Somethin' about him
Not the same.
He's different and that's how it goes.
And he's not gonna play your gosh darn game"
--Randy Newman, I'm Different
If you pay attention to high-technology business markets, you have undoubtedly noticed the frequent usage of "open standards" as not only a product strategy, but also as a marketing message and political mantra. Leading high-tech executives such as Andy Grove, John Chambers, Jim Barksdale, Larry Ellison, and Scott McNealy all wax poetic about their "support for" and "adherence to" open standards.
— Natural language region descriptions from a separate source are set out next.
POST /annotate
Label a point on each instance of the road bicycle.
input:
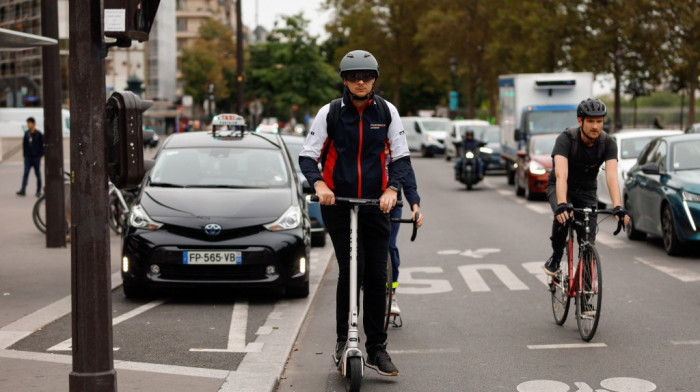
(390, 318)
(583, 281)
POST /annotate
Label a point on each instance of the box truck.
(538, 103)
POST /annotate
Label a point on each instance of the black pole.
(240, 100)
(53, 131)
(93, 364)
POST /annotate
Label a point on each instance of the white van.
(426, 134)
(457, 130)
(13, 121)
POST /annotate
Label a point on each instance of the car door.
(636, 188)
(655, 187)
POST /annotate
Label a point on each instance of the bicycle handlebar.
(374, 202)
(589, 210)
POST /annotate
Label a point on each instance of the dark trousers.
(28, 164)
(393, 249)
(580, 198)
(373, 246)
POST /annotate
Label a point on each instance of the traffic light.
(129, 19)
(124, 138)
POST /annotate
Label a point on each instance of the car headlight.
(694, 197)
(138, 218)
(291, 219)
(536, 168)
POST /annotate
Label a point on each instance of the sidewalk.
(35, 289)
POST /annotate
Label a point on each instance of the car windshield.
(631, 148)
(490, 135)
(537, 123)
(220, 168)
(685, 155)
(543, 146)
(432, 125)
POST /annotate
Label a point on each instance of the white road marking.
(236, 332)
(476, 283)
(429, 286)
(685, 342)
(565, 346)
(681, 274)
(66, 345)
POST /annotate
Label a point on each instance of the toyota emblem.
(212, 229)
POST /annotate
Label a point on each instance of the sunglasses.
(354, 77)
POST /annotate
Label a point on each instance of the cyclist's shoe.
(380, 361)
(339, 349)
(551, 266)
(394, 306)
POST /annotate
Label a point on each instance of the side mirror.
(650, 168)
(517, 135)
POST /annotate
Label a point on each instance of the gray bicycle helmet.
(591, 108)
(358, 60)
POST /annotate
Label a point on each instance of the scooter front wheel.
(353, 375)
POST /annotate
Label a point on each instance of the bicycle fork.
(352, 347)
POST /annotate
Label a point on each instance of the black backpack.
(334, 114)
(573, 136)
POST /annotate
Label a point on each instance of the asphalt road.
(477, 313)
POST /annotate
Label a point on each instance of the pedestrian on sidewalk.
(33, 147)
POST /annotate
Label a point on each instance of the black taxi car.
(222, 207)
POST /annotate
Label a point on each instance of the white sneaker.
(395, 306)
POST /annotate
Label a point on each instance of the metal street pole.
(93, 364)
(240, 100)
(53, 131)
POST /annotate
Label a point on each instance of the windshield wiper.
(166, 185)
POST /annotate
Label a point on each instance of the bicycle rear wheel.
(590, 294)
(560, 291)
(39, 214)
(389, 294)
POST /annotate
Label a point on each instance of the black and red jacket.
(353, 160)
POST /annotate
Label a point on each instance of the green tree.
(211, 60)
(288, 70)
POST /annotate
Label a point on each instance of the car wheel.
(632, 233)
(298, 291)
(672, 244)
(134, 290)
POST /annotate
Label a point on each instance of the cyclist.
(410, 190)
(348, 137)
(578, 154)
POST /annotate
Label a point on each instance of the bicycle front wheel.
(389, 294)
(590, 294)
(39, 214)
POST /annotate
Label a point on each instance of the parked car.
(426, 134)
(630, 143)
(534, 165)
(662, 192)
(491, 151)
(219, 209)
(318, 229)
(456, 133)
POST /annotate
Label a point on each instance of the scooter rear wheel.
(353, 375)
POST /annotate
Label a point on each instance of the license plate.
(212, 257)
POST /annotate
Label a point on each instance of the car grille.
(212, 272)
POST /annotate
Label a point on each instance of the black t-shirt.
(583, 168)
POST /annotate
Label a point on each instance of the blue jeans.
(28, 164)
(393, 249)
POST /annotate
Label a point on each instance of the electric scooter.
(352, 364)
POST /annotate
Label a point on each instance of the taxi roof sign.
(228, 119)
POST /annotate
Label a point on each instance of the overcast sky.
(268, 11)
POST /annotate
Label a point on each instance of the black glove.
(620, 212)
(561, 208)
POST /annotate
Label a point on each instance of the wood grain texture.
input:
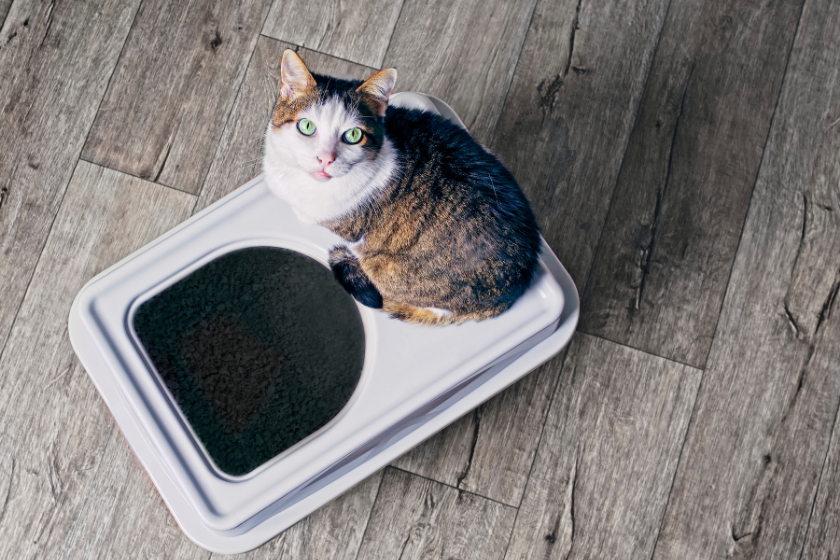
(124, 517)
(665, 256)
(54, 427)
(238, 157)
(490, 450)
(415, 518)
(463, 52)
(55, 61)
(4, 11)
(359, 32)
(333, 532)
(749, 473)
(173, 88)
(569, 113)
(607, 458)
(822, 540)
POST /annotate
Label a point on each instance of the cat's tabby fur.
(438, 231)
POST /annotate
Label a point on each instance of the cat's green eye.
(306, 127)
(353, 136)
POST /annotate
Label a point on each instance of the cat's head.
(326, 126)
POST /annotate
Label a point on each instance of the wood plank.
(607, 458)
(464, 52)
(55, 428)
(752, 460)
(490, 451)
(4, 11)
(173, 88)
(823, 537)
(670, 238)
(358, 32)
(569, 113)
(124, 517)
(414, 517)
(333, 532)
(238, 157)
(56, 60)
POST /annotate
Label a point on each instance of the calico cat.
(437, 229)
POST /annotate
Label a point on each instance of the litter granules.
(259, 348)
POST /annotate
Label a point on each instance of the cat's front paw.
(349, 273)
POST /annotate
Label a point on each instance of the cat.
(437, 229)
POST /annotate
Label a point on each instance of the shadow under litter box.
(259, 348)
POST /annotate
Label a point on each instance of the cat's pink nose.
(325, 159)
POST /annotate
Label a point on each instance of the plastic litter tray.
(411, 380)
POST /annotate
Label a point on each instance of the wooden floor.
(683, 157)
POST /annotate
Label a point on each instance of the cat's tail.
(349, 273)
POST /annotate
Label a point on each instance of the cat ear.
(377, 89)
(295, 79)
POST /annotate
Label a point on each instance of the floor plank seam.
(93, 480)
(492, 138)
(370, 514)
(624, 158)
(694, 411)
(565, 354)
(37, 263)
(111, 77)
(755, 181)
(679, 462)
(315, 51)
(819, 481)
(75, 165)
(453, 487)
(137, 177)
(227, 119)
(391, 38)
(649, 353)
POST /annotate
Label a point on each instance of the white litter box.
(414, 380)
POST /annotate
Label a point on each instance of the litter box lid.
(411, 374)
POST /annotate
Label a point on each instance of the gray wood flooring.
(683, 159)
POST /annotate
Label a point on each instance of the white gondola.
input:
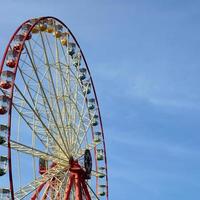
(18, 42)
(101, 172)
(91, 104)
(82, 74)
(86, 87)
(95, 120)
(3, 165)
(71, 48)
(102, 190)
(58, 28)
(3, 133)
(6, 79)
(100, 154)
(97, 137)
(77, 59)
(4, 100)
(5, 194)
(25, 30)
(11, 59)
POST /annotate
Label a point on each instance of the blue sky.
(144, 59)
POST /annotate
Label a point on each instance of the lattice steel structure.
(51, 134)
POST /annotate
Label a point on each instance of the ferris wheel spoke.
(61, 189)
(48, 104)
(43, 124)
(92, 191)
(84, 135)
(29, 188)
(35, 152)
(91, 146)
(47, 101)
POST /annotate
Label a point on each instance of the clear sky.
(144, 56)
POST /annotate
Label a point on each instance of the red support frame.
(77, 178)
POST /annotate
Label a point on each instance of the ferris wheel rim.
(12, 91)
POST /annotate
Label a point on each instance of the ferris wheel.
(51, 136)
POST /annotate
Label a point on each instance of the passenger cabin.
(77, 59)
(95, 120)
(11, 60)
(18, 42)
(6, 79)
(102, 190)
(25, 30)
(3, 133)
(100, 154)
(82, 74)
(3, 165)
(58, 28)
(86, 87)
(43, 165)
(91, 104)
(101, 172)
(63, 39)
(49, 26)
(4, 100)
(71, 48)
(97, 137)
(5, 194)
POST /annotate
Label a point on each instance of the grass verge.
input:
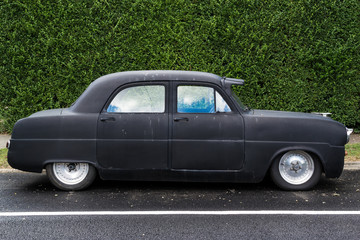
(353, 152)
(352, 149)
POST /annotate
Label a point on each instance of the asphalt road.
(23, 193)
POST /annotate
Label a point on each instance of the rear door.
(207, 132)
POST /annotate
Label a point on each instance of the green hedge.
(294, 55)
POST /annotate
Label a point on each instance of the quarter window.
(200, 99)
(139, 99)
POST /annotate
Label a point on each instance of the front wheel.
(296, 170)
(71, 176)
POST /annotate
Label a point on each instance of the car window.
(200, 99)
(139, 99)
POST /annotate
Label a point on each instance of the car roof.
(95, 96)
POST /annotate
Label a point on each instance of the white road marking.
(147, 213)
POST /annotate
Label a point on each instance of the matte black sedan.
(175, 126)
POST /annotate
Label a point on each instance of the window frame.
(201, 84)
(138, 84)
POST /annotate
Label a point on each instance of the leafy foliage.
(294, 55)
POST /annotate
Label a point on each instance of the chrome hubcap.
(70, 173)
(296, 167)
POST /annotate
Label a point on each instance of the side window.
(199, 99)
(139, 99)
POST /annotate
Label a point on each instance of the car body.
(175, 126)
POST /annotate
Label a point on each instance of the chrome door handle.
(181, 119)
(104, 119)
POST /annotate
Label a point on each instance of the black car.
(175, 126)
Of course, they are not the only supporters. Executives of small start-ups, magazine columnists, industry analysts, and even customers such as CIOs and MIS managers express their "loyalty to" and fundamental "belief in" open standards. With all this support, adherence, loyalty, and belief, you might think that discussing open standards would be a short-lived exercise--kind of like discussing the force of gravity or a human's need for oxygen.
We all know that this is not the case. While everyone voices support for "openness," time and again we see executives and analysts quibbling over the true definition of open and whether this company or that company is really adhering to the standard. If we all agree that standards are a good thing, why is there so much dissent? When I hear executives announce support for open standards, I am left with an innate empty feeling. It's not that I don't trust these people; it's just that I believe supporting openness as a fundamental philosophy runs directly counter to the basic objective of most businesses: differentiation.
How do you differentiate your product if your core mission is to ensure that your product operates exactly as your competition? The bottom line is that you don't, and this paradox is behind most of the confusion and rhetoric regarding open standards.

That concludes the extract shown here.